Untuk benang motif emas, harus dipesan langsung dari Kyoto, yang merupakan daerah penghasil tenun klasik di Jepang, pesanannya bisa baru enam bulan sampai di sini.
Bukittinggi (ANTARA) -
Pasangan suami istri di Canduang, Kabupaten Agam, Sumatera Barat, mencoba menghidupkan kembali kain klasik khas Minangkabau dengan bahan serat alam. 
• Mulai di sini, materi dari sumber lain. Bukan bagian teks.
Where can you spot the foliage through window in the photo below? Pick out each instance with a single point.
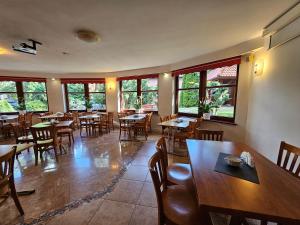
(218, 86)
(16, 93)
(78, 94)
(139, 93)
(8, 97)
(35, 96)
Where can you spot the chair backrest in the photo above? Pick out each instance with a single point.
(21, 118)
(20, 130)
(110, 116)
(211, 135)
(43, 133)
(28, 118)
(292, 154)
(161, 147)
(7, 167)
(157, 170)
(173, 116)
(150, 117)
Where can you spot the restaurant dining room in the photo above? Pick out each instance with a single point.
(174, 112)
Melalui sebuah sanggar kerajinan yang dinamakan Studio Wastra, Nanda Wirawan (39) bersama suaminya Iswandi (45) memproduksi kain langka dari tenun seperti songket, sulaman, selendang serta baju khas dengan teknis sulam yang disesuaikan dengan corak dan motif khas tradisi Minangkabau yang sudah langka dengan bahan serat asli.

"Studio ini kami dirikan sejak 2013, dulu bernama studio tenun kemudian diganti studio Wastra sebagai bentuk upaya kami menghidupkan kembali budaya songket dan kain warisan Minangkabau dengan motif kuno dan bahan langka," kata Nanda di Canduang, Agam, Jumat.

Baca juga: Desainer Athan Siahaan ajak generasi muda cintai Tenun Nusantara

Menurutnya, kain yang diproduksinya tidak sama dengan hasil dari beberapa daerah terkenal perajin songket dan tenunan di Sumatera Barat seperti di Pandai Sikek, Silungkang dan Kubang.

Nanda bersama Iswandi dengan dibantu dua orang pengrajin  membuat songket dari kain tenun berbahan serat alam asli seperti katun, sutra, rami dan wol.

"Untuk benang motif emas, harus dipesan langsung dari Kyoto, yang merupakan daerah penghasil tenun klasik di Jepang, pesanannya bisa baru enam bulan sampai di sini," kata dia.

Menurutnya, proses produksi satu helai kain songket bisa memakan waktu hingga enam bulan.

Waktu selama itu tidak hanya untuk tenun dan sulam, tetapi juga karena harus melalui proses memasak benang, ekstraksi bahan pewarnaan, mencelup dan menggulung benang hingga finishing kain.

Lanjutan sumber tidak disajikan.